10) Spider-Man (1967-70)
It might not be one of the densest, more intelligent superhero cartoons out there, but the 1960s Spider-Man series is one of the most culturally-significant, so it earns its place on this list.
The series is chiefly known today for its cheap animation – and as the inspiration for a series of memes – yet it also helped shape the image of Spidey in the public eye and is instrumental for making him as popular as he is today. It was also much more faithful to the comics than probably any of the feature films starring the character. Given that, what does it matter that they couldn’t afford to draw Spidey’s suit properly?
And we can’t not mention that theme tune, the one – alongside the classic Batman tune – that all superhero themes are measured up to. Good luck getting it out of your head for the rest of the day…

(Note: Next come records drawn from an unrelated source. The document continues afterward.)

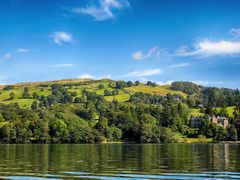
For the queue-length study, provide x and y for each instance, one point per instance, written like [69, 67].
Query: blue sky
[156, 40]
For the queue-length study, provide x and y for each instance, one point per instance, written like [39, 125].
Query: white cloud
[86, 76]
[144, 73]
[208, 48]
[22, 50]
[90, 76]
[62, 37]
[9, 55]
[104, 10]
[235, 32]
[180, 65]
[182, 49]
[153, 52]
[209, 83]
[62, 65]
[164, 83]
[107, 76]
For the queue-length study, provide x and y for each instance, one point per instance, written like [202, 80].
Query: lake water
[120, 161]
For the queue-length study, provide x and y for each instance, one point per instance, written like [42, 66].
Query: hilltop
[76, 86]
[86, 111]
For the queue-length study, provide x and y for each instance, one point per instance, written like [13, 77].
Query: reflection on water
[120, 161]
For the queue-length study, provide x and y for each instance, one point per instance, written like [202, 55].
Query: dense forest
[66, 117]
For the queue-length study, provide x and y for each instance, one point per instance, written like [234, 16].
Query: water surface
[120, 161]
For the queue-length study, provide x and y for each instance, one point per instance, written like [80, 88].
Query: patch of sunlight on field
[196, 112]
[120, 97]
[160, 90]
[230, 110]
[23, 103]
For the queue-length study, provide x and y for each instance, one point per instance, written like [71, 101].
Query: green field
[196, 112]
[160, 90]
[79, 85]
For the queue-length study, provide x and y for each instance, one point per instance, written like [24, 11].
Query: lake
[120, 161]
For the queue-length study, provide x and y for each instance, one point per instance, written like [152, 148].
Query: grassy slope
[160, 90]
[83, 84]
[90, 86]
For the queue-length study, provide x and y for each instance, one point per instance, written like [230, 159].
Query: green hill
[77, 85]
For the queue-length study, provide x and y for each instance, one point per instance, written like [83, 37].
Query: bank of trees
[65, 117]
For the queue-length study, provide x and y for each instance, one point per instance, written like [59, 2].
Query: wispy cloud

9) Superman: The Animated Series (1996-2000)
Though it is sometimes overlooked in favour of its predecessor, Batman: The Animated Series and its sequel Justice League, Superman: The Animated Series is still a very fine show, and one of the strongest in the always reliable DC Animated Universe.
For one, the animation is gorgeous, inspired as it is by the 1940s Superman cartoons. It is also most probably the best exploration of the Superman mythos that we’ve yet seen on screen. Every one of Supes’ major foes gets a shot in the limelight – from Braniac to Mr. Mxyzptlk.
Likewise, the voice acting is on top form, too. Tim Daly and Dana Delaney are great as Supes (as well a Clark Kent who is actually competent for once) and Lois Lane, while Clancy Brown just is Lex Luthor.